There are no completely satisfactory biographies of Abraham Lincoln or Jefferson Davis for young adults. Their stories are almost too detailed and complex to reduce them to short books that can only highlight the most important themes. The moment a young reader is ready to tackle an adult biography on Lincoln, I recommend Benjamin Thomas’s classic work,
Abraham Lincoln
. For the best illustrated books on the Lincoln assassination, see T
wenty Days: A Narrative in Text and Pictures of the Assassination of Abraham Lincoln
by Dorothy Meserve Kunhardt and Philip B. Kunhardt Jr., and my full-color book
Lincoln’s Assassins: Their Trial and Execution
. The best general photographic history is Lloyd Ostendorf’s
Lincoln’s Photographs: A Complete Album
.
To find all of Abraham Lincoln’s letters, speeches, and other writings, the best source is the multivolume set edited by Roy P. Basler,
The Collected Works of Abraham Lincoln
. For the multivolume collected works of Lincoln’s opponent, see Lynda Lasswell Crist’s
The Papers of Jefferson Davis
. The best adult biography of Jefferson Davis is William J. Cooper’s
Jefferson Davis, American
. The ultimate book on Lincoln is Michael Burlingame’s magnificent two-volume biography,
Abraham Lincoln: A Life
. Too detailed and expensive for the home bookshelves of young readers, Burlingame’s work is an invaluable, encyclopedic library resource for anyone researching the Lincoln story.

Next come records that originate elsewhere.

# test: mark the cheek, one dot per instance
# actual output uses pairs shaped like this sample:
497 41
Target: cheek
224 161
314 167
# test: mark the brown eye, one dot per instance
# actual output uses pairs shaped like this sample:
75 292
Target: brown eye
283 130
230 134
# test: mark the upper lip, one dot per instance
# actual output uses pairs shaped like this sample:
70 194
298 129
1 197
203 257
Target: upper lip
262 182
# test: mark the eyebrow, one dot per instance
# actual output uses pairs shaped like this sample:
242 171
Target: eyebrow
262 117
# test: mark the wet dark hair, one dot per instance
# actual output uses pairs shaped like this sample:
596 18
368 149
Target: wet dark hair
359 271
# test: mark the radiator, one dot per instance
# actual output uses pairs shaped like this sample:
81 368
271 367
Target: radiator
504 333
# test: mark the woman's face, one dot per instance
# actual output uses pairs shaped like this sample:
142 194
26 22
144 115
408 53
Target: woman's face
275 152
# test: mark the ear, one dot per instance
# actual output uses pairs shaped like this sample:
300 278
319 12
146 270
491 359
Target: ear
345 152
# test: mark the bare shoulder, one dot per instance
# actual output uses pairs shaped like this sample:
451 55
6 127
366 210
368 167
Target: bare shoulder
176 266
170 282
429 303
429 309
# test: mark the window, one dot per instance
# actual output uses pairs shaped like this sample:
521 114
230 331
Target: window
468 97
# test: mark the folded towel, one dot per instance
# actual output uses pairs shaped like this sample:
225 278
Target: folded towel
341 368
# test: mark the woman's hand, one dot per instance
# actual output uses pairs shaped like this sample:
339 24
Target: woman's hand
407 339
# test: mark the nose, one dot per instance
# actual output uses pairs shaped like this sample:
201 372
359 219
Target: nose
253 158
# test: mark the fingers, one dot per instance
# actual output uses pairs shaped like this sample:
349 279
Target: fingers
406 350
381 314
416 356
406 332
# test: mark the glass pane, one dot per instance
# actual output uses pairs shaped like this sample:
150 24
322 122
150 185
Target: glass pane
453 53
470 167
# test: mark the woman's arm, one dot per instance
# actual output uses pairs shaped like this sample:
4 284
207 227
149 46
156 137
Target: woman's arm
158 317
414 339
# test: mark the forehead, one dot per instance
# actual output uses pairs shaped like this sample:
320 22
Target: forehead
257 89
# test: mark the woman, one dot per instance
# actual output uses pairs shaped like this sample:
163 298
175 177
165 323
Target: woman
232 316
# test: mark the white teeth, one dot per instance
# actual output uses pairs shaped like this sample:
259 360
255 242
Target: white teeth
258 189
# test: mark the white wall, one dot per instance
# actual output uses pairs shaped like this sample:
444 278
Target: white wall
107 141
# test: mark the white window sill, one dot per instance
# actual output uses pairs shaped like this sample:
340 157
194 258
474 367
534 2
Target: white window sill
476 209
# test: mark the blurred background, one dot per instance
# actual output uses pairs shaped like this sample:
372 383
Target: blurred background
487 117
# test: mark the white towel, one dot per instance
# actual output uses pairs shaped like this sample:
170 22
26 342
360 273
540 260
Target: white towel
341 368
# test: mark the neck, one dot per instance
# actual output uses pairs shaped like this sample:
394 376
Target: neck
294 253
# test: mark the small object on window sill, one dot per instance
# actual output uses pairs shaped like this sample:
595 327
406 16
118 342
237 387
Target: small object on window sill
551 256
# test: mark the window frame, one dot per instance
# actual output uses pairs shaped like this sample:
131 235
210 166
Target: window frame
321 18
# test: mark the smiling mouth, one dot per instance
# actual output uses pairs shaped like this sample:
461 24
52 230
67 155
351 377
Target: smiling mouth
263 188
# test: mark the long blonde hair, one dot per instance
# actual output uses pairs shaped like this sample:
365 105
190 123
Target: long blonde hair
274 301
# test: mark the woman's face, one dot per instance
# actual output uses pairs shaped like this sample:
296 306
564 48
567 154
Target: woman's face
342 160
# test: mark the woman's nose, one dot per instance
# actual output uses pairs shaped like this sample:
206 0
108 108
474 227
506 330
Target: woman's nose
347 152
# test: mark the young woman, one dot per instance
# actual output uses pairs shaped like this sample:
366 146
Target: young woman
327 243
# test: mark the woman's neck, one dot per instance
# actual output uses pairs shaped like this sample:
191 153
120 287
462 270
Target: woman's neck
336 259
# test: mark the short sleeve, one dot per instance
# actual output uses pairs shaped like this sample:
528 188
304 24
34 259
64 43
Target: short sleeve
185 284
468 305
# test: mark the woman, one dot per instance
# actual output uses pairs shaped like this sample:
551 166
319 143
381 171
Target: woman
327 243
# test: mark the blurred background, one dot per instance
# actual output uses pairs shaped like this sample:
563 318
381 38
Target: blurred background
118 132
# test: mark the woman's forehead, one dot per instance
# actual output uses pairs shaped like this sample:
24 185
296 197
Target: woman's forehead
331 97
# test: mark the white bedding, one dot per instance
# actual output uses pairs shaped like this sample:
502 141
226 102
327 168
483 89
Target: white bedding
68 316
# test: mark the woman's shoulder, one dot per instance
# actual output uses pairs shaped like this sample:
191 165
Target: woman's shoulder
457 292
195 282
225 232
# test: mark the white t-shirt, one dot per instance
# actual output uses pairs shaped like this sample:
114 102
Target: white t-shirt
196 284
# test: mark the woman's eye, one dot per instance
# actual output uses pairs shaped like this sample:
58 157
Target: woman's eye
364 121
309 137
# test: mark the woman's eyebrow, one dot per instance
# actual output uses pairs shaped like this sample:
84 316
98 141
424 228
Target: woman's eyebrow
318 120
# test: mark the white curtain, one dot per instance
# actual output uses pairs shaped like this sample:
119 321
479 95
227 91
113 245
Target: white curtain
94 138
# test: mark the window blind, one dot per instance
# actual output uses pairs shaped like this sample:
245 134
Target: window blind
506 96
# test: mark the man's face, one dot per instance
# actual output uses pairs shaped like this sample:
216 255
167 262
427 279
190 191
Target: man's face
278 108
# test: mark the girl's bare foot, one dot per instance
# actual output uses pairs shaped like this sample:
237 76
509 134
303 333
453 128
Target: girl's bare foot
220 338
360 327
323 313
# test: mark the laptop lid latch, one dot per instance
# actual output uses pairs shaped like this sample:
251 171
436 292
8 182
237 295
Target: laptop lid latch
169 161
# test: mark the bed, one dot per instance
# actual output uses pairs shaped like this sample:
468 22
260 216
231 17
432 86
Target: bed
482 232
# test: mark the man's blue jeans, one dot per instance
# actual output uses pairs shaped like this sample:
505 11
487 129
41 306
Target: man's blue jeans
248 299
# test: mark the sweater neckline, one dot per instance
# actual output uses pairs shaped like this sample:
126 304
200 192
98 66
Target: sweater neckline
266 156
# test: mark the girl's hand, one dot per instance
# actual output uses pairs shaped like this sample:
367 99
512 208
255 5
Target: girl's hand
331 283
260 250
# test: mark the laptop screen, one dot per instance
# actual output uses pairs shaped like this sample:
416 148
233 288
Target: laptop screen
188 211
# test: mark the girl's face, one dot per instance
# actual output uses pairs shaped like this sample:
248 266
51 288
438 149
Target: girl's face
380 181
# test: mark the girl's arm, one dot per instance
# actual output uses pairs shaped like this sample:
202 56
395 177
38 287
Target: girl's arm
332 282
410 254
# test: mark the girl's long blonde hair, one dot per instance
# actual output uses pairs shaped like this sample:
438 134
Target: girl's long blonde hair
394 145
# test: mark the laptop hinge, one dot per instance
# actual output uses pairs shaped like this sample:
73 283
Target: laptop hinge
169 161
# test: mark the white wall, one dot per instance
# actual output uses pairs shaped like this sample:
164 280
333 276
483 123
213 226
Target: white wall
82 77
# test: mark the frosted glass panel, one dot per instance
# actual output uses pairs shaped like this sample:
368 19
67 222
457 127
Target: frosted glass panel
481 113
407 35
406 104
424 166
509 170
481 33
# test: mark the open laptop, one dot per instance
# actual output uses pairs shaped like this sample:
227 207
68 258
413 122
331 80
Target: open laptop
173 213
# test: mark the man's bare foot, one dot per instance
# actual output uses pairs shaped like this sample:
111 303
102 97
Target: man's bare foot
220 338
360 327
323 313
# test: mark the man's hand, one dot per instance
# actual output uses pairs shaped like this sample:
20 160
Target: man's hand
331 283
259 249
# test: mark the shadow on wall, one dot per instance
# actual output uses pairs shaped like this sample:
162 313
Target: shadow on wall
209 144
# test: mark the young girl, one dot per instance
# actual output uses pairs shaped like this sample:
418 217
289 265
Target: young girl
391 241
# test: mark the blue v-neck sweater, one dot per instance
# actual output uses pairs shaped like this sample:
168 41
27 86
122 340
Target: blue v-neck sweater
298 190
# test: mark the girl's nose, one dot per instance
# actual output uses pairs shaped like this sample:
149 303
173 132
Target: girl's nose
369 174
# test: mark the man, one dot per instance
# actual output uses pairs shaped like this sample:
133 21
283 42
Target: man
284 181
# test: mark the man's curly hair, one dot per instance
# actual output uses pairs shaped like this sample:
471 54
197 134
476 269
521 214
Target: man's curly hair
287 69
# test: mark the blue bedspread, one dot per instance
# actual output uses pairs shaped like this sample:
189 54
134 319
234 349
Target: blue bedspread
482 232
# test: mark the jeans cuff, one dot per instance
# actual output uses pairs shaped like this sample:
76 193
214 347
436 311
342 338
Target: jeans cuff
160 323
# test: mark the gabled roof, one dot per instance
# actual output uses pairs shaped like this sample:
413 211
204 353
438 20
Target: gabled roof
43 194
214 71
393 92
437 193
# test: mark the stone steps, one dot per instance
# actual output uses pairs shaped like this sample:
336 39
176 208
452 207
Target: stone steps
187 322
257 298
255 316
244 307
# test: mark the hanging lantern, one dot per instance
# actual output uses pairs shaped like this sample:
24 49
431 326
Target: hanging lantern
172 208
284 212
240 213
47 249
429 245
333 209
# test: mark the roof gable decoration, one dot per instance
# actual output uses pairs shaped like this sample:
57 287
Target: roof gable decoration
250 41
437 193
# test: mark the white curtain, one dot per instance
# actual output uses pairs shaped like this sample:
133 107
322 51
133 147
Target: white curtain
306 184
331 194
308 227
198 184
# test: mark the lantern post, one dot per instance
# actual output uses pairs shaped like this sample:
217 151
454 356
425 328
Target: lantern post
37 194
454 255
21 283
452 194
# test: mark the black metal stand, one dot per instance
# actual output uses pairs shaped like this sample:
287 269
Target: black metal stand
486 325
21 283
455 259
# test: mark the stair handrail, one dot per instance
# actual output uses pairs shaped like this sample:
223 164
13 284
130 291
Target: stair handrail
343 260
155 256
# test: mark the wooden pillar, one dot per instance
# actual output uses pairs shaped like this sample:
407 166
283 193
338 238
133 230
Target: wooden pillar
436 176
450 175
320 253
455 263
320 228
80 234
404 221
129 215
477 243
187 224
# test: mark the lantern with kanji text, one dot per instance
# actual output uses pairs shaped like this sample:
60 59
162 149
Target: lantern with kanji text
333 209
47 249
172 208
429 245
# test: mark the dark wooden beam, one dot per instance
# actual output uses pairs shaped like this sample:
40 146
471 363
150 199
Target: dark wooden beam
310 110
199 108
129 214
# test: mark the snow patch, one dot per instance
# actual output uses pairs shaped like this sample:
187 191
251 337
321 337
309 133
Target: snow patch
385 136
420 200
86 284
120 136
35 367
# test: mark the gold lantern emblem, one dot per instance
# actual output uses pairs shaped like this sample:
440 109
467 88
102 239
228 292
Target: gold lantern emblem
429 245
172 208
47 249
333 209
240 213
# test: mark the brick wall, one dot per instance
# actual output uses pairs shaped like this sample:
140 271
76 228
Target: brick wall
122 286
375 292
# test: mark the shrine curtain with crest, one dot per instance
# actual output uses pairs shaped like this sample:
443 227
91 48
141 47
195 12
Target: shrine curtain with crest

Today you can visit many of the places that you have read about in
Bloody Times
. In Washington, D.C., Ford’s Theatre still stands on Tenth Street, and looks exactly like it did on April 14, 1865, the night Abraham Lincoln was shot. Go inside the theater, and while you listen to a talk by a National Park Service ranger, look up at the box where John Wilkes Booth shot the president and then leaped to the stage below. Be sure to visit the splendid museum in the basement and view, among the treasured relics there, Booth’s compass, revolvers, knives, and carbine, and even the very derringer pistol he used to assassinate Abraham Lincoln. Do not leave Tenth Street without visiting the Petersen House, where the president died on the morning of April 15.
In Washington you can walk up Pennsylvania Avenue from the White House to the U.S. Capitol, the same route followed by Abraham Lincoln’s funeral procession on April 19, 1865. Along the way, you will pass Mathew Brady’s old photography studio, which Lincoln visited many times to pose for pictures. At the U.S. Capitol, if you stand at the center of the rotunda, directly below the Great Dome, you will be in the exact spot where Abraham Lincoln’s coffin once rested, and where tens of thousands of mourners passed by to view his body. Nearby, in Statuary Hall, see if you can find the large, bronze sculpture of Jefferson Davis, former United States senator from Mississippi. There is a fine Lincoln exhibition at the Smithsonian National Museum of American History, and, near Ford’s Theatre at the National Portrait Gallery, in a building where Lincoln held his second inaugural ball, you will find an excellent display on the Civil War.